Intuitive RL (Reinforcement Learning): An Introduction to Advantage-Actor-Critic (A2C)

This is a free translation of the article by Rudy Gilman and Katherine Wang Intuitive RL: Intro to Advantage-Actor-Critic (A2C) .

Reinforcement Training Specialists (RL) have produced many excellent tutorials. Most, however, describe RL in terms of mathematical equations and abstract diagrams. We like to think about the subject from a different point of view. RL itself is inspired by how animals learn, so why not translate the underlying RL mechanism back into the natural phenomena that it is meant to imitate? People learn best through stories.
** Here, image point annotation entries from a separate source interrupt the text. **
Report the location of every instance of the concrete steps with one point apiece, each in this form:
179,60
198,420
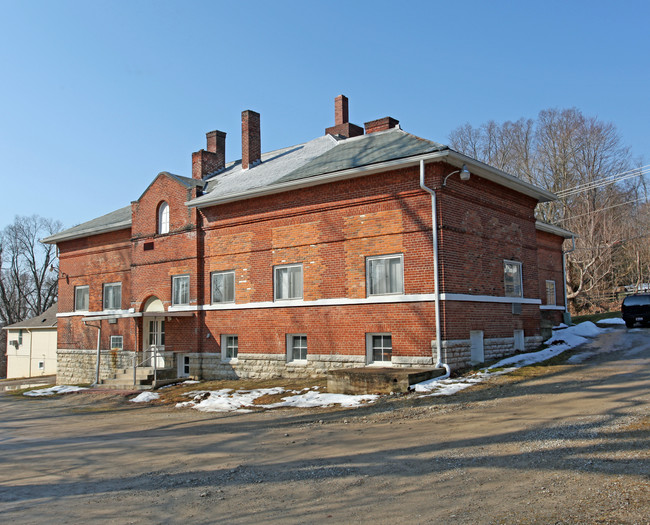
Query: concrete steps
144,379
375,380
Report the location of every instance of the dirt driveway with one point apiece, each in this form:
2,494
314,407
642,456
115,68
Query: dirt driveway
557,444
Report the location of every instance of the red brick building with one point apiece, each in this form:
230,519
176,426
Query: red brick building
315,256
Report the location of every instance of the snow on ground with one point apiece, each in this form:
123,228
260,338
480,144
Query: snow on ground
59,389
146,397
612,320
228,400
561,341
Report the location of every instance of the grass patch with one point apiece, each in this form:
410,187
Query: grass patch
594,318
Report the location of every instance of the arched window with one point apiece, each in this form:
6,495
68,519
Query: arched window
163,218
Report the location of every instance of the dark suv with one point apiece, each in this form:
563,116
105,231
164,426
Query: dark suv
636,309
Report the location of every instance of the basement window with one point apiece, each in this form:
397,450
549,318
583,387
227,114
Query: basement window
296,348
117,342
379,349
229,347
512,277
550,293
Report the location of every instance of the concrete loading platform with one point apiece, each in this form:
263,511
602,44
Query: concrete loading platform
373,380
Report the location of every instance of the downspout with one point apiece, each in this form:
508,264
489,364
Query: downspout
567,316
436,281
99,335
31,343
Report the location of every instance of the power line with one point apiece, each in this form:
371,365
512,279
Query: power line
636,172
601,209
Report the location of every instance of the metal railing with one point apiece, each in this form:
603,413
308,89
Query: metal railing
154,358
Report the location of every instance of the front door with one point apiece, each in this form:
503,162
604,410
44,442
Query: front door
154,340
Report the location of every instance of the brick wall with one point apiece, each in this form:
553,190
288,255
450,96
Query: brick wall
330,230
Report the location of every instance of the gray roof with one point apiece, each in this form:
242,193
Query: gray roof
46,320
115,220
306,164
320,156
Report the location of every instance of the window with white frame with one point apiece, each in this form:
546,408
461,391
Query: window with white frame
287,282
112,296
379,348
223,287
81,295
163,218
229,347
550,293
512,278
184,366
180,290
117,342
296,347
385,274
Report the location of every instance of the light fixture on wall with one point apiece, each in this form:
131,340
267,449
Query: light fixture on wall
464,174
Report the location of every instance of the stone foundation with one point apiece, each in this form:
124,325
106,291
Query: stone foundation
78,366
457,353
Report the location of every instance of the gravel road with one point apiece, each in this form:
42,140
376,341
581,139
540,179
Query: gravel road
562,444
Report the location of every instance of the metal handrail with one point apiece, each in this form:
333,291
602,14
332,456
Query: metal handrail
154,354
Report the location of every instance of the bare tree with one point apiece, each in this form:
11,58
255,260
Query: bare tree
575,156
27,286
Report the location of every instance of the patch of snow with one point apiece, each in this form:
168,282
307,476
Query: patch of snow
146,397
59,389
612,320
318,399
563,340
227,400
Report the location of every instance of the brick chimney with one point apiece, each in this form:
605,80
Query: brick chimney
213,159
251,143
381,124
341,125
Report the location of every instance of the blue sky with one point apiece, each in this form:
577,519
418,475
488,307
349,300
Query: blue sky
97,97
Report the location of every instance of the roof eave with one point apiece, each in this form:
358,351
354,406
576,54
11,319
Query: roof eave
500,177
319,179
555,230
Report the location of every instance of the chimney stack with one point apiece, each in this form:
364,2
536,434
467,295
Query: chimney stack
341,125
213,159
251,144
381,124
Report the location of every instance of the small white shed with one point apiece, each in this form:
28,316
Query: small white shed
31,346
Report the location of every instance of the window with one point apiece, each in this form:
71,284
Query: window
117,342
385,275
163,218
550,292
296,347
229,347
180,290
184,366
287,282
512,278
112,296
81,294
223,287
379,348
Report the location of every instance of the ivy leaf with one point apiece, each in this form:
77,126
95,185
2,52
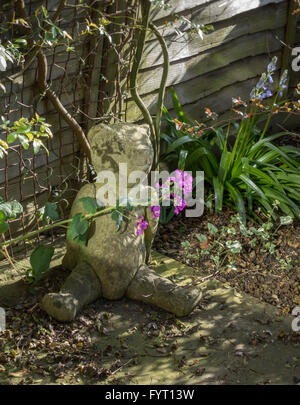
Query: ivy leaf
202,238
24,141
50,212
81,240
78,227
117,216
90,204
9,209
40,260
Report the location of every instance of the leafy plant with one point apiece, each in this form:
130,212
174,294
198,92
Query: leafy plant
40,260
26,132
251,171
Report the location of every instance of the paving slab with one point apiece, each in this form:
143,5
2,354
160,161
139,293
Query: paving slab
231,338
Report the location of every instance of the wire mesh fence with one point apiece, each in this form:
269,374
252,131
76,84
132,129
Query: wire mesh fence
91,81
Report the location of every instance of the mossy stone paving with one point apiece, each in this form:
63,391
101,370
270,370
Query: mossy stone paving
231,338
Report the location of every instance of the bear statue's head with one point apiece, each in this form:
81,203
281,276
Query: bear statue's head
121,143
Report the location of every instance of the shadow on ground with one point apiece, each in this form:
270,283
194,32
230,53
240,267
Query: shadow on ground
231,338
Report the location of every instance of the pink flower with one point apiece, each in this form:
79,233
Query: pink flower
141,225
155,211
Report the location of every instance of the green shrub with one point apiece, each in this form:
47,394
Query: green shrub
249,172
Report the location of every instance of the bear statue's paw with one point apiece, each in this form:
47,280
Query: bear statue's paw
61,306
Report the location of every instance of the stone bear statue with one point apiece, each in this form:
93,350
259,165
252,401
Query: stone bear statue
113,265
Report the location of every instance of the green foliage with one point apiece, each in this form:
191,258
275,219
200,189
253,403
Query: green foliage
249,172
40,260
48,212
90,204
8,210
78,230
26,132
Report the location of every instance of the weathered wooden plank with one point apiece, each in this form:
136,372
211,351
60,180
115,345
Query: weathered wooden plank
182,71
200,87
212,11
191,44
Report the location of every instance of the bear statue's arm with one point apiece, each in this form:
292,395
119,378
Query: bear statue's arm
88,190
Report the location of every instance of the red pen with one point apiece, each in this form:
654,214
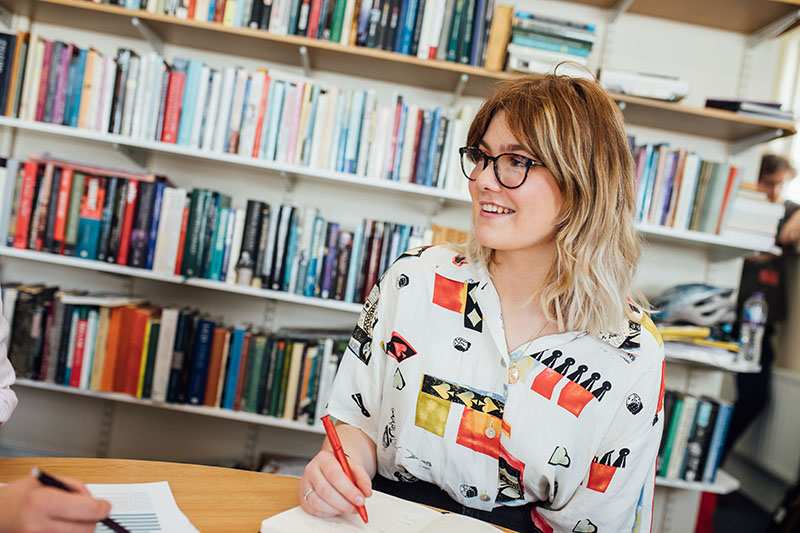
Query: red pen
336,444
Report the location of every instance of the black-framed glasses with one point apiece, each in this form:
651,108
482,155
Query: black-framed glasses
511,170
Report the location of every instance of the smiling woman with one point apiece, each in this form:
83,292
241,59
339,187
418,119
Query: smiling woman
516,378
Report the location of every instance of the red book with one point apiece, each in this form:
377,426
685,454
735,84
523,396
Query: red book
172,109
59,229
182,241
127,222
133,359
237,401
80,348
417,137
261,112
25,205
42,98
313,19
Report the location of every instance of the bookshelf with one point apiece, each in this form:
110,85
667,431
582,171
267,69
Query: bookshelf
77,15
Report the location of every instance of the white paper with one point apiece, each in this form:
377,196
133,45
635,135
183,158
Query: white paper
142,507
386,514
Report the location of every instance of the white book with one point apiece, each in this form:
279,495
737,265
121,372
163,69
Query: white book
377,153
250,119
683,209
330,122
131,88
407,159
368,120
97,93
231,142
164,351
153,106
88,351
210,127
236,246
142,86
424,43
319,129
347,22
200,106
224,110
33,76
109,73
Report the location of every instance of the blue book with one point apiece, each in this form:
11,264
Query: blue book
218,244
407,29
311,272
276,99
717,441
312,123
341,145
291,250
354,132
401,134
477,32
234,360
341,104
397,46
202,354
189,102
151,245
541,44
352,268
422,156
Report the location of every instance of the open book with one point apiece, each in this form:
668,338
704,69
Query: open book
387,514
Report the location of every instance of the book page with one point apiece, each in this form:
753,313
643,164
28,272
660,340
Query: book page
386,514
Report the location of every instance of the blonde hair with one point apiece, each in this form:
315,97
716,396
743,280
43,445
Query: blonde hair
577,131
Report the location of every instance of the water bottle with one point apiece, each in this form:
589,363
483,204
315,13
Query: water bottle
751,331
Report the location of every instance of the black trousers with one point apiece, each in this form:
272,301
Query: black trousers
753,395
515,518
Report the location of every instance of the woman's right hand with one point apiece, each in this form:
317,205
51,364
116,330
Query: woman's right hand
333,493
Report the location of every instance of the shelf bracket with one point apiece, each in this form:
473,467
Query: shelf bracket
757,138
620,8
305,61
460,86
136,155
773,29
156,42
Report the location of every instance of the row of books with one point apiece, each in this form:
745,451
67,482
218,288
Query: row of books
679,189
694,435
539,43
139,220
115,343
269,116
448,30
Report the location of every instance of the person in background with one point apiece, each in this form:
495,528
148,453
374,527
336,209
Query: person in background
26,506
765,273
515,378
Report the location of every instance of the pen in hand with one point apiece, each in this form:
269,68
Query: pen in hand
50,481
338,452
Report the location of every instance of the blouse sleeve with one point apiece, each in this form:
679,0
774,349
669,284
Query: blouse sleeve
617,492
356,393
8,400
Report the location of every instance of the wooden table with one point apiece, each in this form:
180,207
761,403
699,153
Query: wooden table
218,500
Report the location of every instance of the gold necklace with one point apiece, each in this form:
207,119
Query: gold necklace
513,371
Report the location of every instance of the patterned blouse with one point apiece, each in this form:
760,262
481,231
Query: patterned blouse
8,400
573,423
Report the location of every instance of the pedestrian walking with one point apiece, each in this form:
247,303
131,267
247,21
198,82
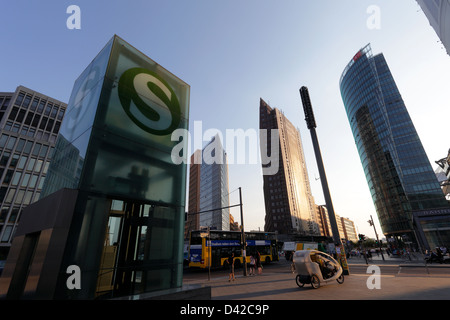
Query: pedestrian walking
252,265
258,262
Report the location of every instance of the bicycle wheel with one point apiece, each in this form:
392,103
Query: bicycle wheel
298,281
315,282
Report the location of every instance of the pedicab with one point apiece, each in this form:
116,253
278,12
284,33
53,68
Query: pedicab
315,267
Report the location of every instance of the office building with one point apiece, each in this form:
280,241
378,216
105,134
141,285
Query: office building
29,125
408,200
115,227
438,14
288,199
346,227
192,218
214,190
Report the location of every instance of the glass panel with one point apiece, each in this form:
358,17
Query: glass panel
25,180
38,165
10,195
22,162
4,214
33,181
7,233
3,140
14,160
31,164
5,158
19,197
16,178
11,143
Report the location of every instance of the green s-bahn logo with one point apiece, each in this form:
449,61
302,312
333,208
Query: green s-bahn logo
149,101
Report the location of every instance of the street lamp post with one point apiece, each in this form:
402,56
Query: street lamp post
376,234
311,124
244,244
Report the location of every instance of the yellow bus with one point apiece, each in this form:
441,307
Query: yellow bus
214,248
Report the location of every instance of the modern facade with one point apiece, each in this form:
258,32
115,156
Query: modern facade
192,218
349,229
214,189
29,125
438,14
444,170
288,199
408,200
116,225
346,227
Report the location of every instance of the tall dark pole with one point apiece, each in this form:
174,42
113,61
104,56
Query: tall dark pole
244,246
376,234
311,124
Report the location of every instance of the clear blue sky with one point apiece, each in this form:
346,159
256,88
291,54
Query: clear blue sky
232,53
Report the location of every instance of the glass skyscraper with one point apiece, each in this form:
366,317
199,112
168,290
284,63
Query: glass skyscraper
404,188
29,125
288,199
214,190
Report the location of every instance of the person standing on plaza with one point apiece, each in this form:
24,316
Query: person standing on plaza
231,265
252,265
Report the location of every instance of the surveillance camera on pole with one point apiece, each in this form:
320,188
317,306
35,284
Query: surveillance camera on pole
311,124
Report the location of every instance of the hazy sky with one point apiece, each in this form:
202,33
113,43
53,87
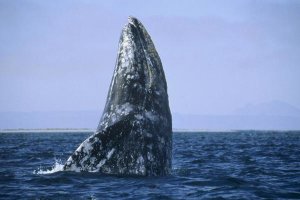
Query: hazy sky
217,55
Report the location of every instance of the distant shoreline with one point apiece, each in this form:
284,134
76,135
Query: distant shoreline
87,130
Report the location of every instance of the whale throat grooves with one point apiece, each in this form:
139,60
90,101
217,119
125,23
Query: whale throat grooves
134,135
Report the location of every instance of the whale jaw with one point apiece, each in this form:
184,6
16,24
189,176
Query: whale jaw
134,136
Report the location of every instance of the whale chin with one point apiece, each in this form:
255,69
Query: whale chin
134,136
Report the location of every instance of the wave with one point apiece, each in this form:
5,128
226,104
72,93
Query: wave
57,167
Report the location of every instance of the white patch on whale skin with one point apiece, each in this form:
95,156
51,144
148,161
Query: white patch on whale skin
109,154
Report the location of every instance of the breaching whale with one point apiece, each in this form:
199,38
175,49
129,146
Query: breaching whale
134,136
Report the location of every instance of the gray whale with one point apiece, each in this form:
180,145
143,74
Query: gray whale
134,136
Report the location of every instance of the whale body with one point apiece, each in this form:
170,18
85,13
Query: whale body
134,136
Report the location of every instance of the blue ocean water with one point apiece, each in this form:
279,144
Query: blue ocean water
206,165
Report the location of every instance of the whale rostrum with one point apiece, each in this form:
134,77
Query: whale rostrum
134,136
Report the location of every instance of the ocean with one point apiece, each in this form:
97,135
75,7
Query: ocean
206,165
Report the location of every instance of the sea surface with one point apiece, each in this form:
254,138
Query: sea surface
206,165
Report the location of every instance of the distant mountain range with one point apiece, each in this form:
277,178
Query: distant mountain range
273,115
272,108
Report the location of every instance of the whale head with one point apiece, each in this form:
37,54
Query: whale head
134,135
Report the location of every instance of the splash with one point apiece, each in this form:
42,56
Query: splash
58,166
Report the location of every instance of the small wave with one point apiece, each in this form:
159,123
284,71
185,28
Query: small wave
58,166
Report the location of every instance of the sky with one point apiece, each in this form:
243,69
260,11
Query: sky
218,56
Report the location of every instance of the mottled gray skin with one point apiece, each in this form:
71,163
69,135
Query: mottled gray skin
134,136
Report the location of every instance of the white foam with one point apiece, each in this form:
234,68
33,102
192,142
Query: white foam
58,166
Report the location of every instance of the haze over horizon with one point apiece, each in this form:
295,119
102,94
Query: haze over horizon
219,57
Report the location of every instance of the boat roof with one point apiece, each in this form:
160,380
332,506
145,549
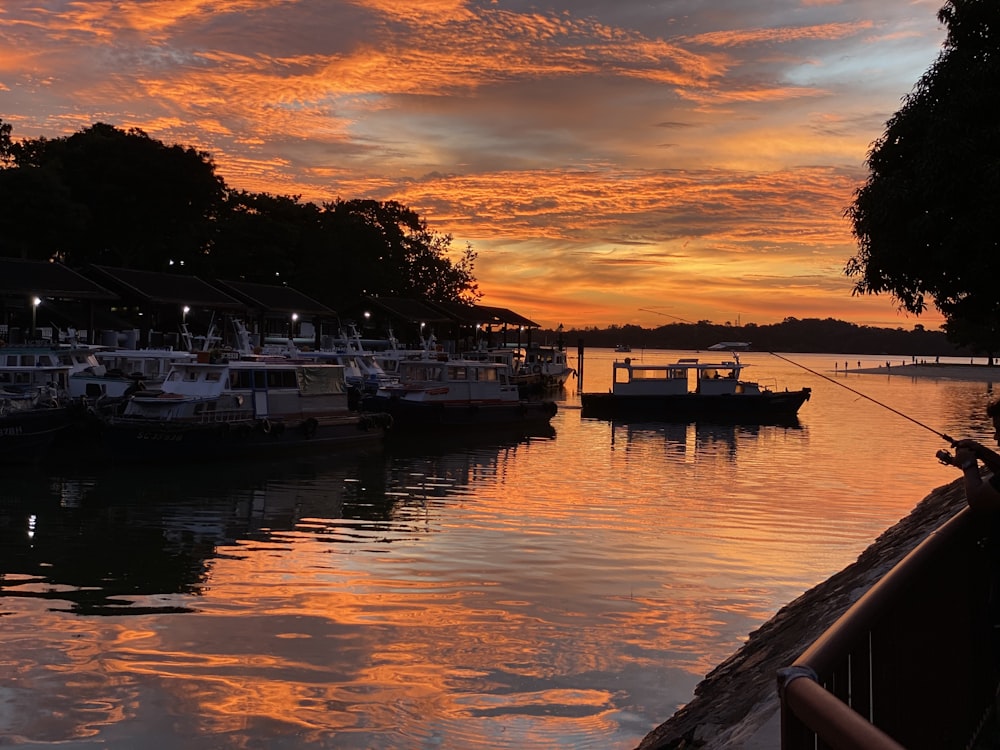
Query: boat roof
730,345
687,363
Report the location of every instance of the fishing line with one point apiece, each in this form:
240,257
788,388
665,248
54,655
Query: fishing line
941,435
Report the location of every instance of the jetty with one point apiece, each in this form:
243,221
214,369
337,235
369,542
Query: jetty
736,706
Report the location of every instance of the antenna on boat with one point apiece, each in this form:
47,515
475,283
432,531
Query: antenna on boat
917,422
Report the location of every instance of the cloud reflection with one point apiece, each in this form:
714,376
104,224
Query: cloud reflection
601,160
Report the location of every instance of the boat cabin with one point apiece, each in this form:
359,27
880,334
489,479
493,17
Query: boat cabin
456,380
680,378
245,389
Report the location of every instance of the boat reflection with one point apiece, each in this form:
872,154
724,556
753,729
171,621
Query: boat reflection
135,540
692,438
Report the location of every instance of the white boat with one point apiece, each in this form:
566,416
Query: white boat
147,368
690,389
547,363
361,367
456,393
218,407
34,411
88,378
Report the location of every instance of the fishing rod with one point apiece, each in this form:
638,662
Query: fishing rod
951,441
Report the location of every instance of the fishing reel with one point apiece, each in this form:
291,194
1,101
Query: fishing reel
946,458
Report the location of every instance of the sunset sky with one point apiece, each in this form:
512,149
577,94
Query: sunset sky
615,162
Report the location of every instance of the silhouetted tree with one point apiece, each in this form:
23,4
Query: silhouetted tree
147,206
925,219
120,198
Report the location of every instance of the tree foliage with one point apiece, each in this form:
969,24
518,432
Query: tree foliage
120,198
924,220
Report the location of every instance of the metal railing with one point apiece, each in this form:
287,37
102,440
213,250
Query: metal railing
913,663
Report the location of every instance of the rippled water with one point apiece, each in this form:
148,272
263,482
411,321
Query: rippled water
565,591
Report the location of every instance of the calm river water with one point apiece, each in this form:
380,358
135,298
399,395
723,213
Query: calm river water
565,591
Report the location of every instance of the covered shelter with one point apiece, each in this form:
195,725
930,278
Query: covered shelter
161,305
411,321
281,312
37,297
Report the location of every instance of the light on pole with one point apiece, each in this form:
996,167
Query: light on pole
35,302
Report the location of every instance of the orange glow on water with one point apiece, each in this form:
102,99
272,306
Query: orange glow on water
599,163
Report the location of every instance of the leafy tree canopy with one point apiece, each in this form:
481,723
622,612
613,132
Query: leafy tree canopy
120,198
924,220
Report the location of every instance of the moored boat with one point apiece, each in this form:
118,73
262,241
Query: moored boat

This is a story about the Actor Advantage Critic (A2C) model. The “Subject Critic” model is a popular form of the Policy Gradient model, which itself is a traditional RL algorithm. If you understand A2C, you understand deep RL.

After you gain an intuitive understanding of A2C, check:

Our simple implementation of the A2C code (for training) or our industrial version of PyTorch , based on the OpenAI TensorFlow Baselines model;
Introduction to RL by Barto & Sutton , David Silver’s canonical course , review by Yusi Lee and the Denny Brits repository on GitHub for deep immersion in RL;
Amazing fast.ai course for intuitive and practical coverage of deep learning in general, implemented in PyTorch;
Tutorials by Arthur Giuliani on RL, implemented in TensorFlow.

@Embermarke Illustrations

In RL, the agent (agent) - Fox Klukovka, - moves through the states in the environment by performing actions (actions), trying to maximize rewards during the journey.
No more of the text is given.